In figure , we can see that the imputed 1990 tariff rate is quite in line with the values around it. Notice also that values toward the beginning and end of the time series have slightly higher imputation variance. This occurs because the fit of the polynomials of time in the imputation model have higher variance at the beginning and end of the time series. This is intuitive because these points have fewer neighbors from which to draw predictive power.
A word of caution is in order. As with comparing the histograms of imputed and observed values, there could be reasons that the missing values are systematically different than the observed time series. For instance, if there had been a major financial crisis in Malaysia in 1990 which caused the government to close off trade, then we would expect that the missing tariff rates should be quite different than the observed time series. If we have this information in our imputation model, we might expect to see out-of-line imputations in these time-series plots. If, on the other hand, we did not have this information, we might see “good” time-series plots that fail to point out this violation of the MAR assumption. Our imputation model would produce poor estimates of the missing values since it would be unaware that both the missingness and the true unobserved tariff rate depend on another variable. Hence, tscsPlot()
is useful for finding obvious problems in imputation model and comparing the efficiency of various imputation models, but it cannot speak to the untestable assumption of MAR.

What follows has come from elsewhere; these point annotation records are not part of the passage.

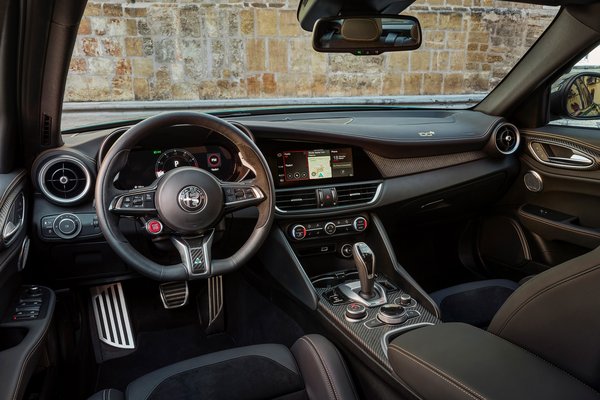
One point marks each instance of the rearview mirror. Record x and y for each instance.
(578, 97)
(363, 36)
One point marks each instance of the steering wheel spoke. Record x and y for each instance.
(135, 202)
(239, 195)
(195, 252)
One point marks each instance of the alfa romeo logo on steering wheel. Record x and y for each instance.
(192, 198)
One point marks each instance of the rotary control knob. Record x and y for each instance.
(298, 232)
(67, 226)
(329, 228)
(392, 314)
(359, 224)
(405, 300)
(355, 312)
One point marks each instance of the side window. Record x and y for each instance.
(576, 95)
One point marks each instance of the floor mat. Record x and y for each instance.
(157, 349)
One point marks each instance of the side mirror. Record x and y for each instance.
(366, 35)
(577, 97)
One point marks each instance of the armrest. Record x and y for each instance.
(459, 361)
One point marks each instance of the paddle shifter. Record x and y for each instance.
(364, 259)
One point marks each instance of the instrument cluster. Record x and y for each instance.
(146, 164)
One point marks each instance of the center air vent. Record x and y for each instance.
(356, 194)
(293, 200)
(64, 179)
(507, 138)
(345, 194)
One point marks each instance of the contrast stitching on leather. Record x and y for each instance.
(207, 365)
(542, 291)
(346, 372)
(454, 382)
(319, 359)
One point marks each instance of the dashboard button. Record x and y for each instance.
(298, 232)
(329, 228)
(67, 226)
(359, 224)
(154, 227)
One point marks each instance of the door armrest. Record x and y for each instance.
(459, 361)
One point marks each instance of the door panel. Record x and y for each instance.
(13, 206)
(555, 201)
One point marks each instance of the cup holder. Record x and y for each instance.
(11, 337)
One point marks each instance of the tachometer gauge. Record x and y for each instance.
(174, 158)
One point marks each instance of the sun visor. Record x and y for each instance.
(309, 11)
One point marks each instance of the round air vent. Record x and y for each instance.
(507, 138)
(64, 179)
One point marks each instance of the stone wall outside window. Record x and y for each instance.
(223, 49)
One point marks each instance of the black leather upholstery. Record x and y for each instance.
(458, 361)
(474, 303)
(324, 371)
(316, 370)
(556, 316)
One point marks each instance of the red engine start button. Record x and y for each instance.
(154, 227)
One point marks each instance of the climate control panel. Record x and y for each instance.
(309, 230)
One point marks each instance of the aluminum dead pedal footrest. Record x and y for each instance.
(174, 294)
(216, 319)
(112, 318)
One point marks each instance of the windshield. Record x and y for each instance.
(133, 58)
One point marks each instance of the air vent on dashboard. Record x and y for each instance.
(507, 138)
(342, 195)
(299, 199)
(64, 179)
(356, 194)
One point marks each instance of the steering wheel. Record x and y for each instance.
(187, 200)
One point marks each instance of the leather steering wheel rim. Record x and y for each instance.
(116, 159)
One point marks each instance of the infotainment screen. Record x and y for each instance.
(303, 165)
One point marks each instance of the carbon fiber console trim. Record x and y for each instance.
(392, 167)
(370, 339)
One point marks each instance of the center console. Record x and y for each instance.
(332, 253)
(344, 268)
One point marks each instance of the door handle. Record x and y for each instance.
(561, 155)
(576, 159)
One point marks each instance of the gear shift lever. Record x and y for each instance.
(365, 264)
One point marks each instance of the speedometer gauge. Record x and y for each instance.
(172, 159)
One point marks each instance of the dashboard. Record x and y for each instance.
(324, 167)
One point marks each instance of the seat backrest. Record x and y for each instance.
(556, 315)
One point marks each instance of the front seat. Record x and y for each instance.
(313, 369)
(555, 315)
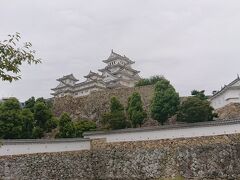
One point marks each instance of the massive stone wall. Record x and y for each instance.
(95, 104)
(213, 157)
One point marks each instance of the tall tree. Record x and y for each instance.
(11, 122)
(165, 101)
(13, 56)
(135, 111)
(66, 127)
(195, 109)
(42, 114)
(29, 104)
(28, 123)
(116, 118)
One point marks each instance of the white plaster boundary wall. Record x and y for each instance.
(170, 132)
(16, 147)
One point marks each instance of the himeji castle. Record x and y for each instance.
(117, 73)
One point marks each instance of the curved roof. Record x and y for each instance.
(114, 56)
(226, 87)
(69, 76)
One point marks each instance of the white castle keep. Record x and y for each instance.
(117, 73)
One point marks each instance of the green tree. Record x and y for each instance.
(194, 109)
(83, 126)
(116, 118)
(11, 122)
(38, 132)
(13, 56)
(29, 104)
(42, 114)
(135, 111)
(165, 101)
(28, 124)
(200, 94)
(66, 127)
(52, 124)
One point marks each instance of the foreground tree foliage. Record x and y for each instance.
(13, 56)
(116, 118)
(165, 101)
(11, 120)
(32, 121)
(149, 81)
(135, 111)
(196, 109)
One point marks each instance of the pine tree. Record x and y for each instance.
(135, 111)
(165, 101)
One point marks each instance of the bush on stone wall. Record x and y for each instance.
(135, 111)
(165, 101)
(116, 118)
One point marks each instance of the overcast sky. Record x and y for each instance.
(194, 44)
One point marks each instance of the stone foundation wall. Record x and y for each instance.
(214, 157)
(95, 104)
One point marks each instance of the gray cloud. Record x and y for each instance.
(195, 44)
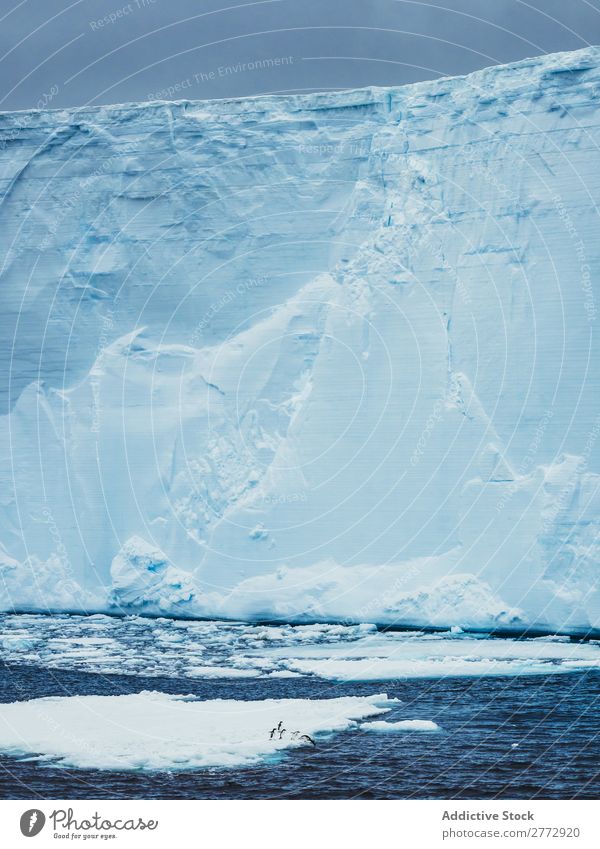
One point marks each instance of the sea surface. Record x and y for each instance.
(519, 735)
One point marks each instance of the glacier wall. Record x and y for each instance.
(326, 356)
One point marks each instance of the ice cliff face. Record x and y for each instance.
(327, 356)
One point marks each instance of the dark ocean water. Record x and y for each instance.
(554, 721)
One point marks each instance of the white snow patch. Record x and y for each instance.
(402, 725)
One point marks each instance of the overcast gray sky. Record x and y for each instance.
(73, 52)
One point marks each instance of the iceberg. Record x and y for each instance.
(320, 357)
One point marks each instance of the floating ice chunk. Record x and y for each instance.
(157, 731)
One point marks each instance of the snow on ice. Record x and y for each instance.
(307, 357)
(156, 731)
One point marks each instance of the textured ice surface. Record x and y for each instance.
(304, 358)
(150, 647)
(403, 725)
(156, 731)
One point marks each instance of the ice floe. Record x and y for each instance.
(157, 731)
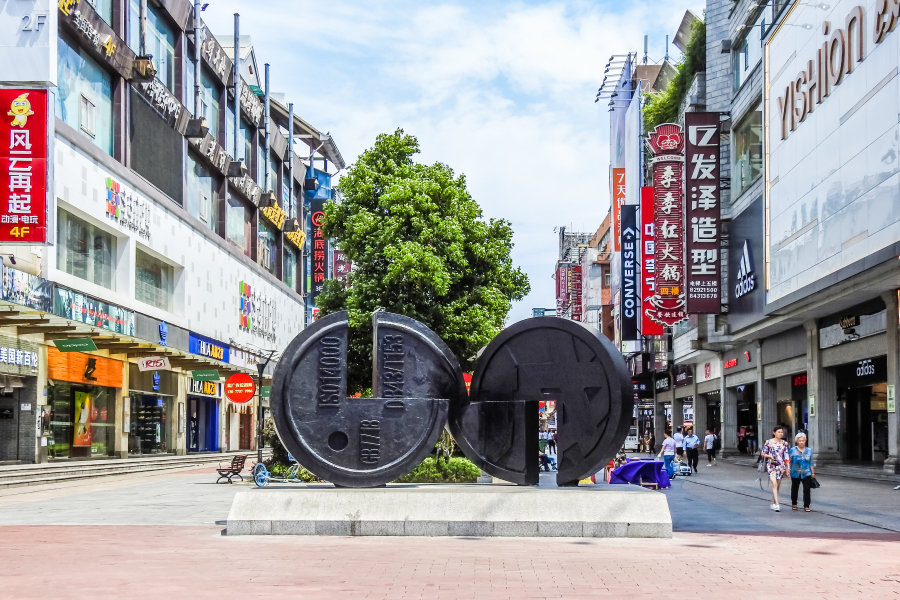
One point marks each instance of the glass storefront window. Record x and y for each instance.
(103, 8)
(748, 53)
(160, 40)
(238, 225)
(267, 253)
(209, 103)
(82, 421)
(84, 95)
(202, 200)
(85, 251)
(290, 268)
(154, 281)
(747, 154)
(202, 424)
(150, 419)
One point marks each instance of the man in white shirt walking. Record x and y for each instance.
(679, 444)
(710, 443)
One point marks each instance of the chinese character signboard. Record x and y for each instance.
(629, 292)
(575, 292)
(618, 202)
(318, 248)
(703, 223)
(648, 262)
(667, 142)
(341, 268)
(23, 164)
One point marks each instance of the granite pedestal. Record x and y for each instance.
(452, 510)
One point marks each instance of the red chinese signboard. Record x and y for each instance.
(704, 223)
(239, 388)
(341, 266)
(648, 262)
(667, 143)
(618, 201)
(23, 158)
(575, 292)
(318, 248)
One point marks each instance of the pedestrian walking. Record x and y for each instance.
(710, 443)
(751, 441)
(668, 453)
(803, 470)
(679, 443)
(692, 449)
(778, 462)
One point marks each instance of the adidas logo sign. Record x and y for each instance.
(746, 280)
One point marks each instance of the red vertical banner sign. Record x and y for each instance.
(648, 262)
(575, 292)
(618, 202)
(23, 161)
(667, 143)
(703, 222)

One useful tool for exploring the missingness in a dataset is a missingness map. This is a map that visualizes the dataset a grid and colors the grid by missingness status. The column of the grid are the variables and the rows are the observations, as in any spreadsheet program. This tool allows for a quick summary of the patterns of missingness in the data.

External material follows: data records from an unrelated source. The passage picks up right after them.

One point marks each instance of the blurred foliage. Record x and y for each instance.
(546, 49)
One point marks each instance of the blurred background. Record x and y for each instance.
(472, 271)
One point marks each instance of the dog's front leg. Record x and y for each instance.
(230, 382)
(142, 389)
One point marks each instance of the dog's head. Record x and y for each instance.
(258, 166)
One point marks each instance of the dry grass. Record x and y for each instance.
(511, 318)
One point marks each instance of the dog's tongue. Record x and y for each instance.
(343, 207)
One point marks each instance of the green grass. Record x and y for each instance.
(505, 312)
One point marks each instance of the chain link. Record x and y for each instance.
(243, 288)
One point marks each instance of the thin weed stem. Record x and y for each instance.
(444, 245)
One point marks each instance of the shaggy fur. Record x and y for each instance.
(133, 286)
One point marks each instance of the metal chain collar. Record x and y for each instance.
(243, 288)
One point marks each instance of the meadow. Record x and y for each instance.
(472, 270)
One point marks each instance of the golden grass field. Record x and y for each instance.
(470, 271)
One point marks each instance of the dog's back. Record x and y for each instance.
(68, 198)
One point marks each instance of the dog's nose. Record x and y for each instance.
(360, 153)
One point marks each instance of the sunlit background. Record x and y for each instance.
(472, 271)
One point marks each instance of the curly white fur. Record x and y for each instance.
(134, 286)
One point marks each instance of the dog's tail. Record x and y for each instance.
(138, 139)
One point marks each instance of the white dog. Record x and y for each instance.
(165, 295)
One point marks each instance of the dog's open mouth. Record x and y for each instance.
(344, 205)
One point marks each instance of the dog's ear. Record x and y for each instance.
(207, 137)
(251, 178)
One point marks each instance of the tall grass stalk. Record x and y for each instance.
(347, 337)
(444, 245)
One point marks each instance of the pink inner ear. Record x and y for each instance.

If we simply call the missmap()
function on our output from amelia()
,
missmap(a.out)
The missmap()
function arrange the columns so that the variables are in decreasing order of missingness from left to right. If the cs
argument was set in the amelia
function, the labels for the rows will indicate where each of the cross-sections begin.
In this missingness map, it is clear that the tariff rate is the variable most missing in the data and it tends to be missing in blocks of a few observations. Gross international reserves (intresmi
) and financial openness (fivop
), on the other hand, are missing mostly at the end of each cross-section. This suggests missingness by merging, when variables with different temporal coverages are merged to make one dataset. Sometimes this kind of missingness is an artifact of the date at which the data was merged and researchers can resolve it by finding updated versions of the relevant variables.
The missingness map is an important tool for understanding the patterns of missingness in the data and can often indicate potential ways to improve the imputation model or data collection process.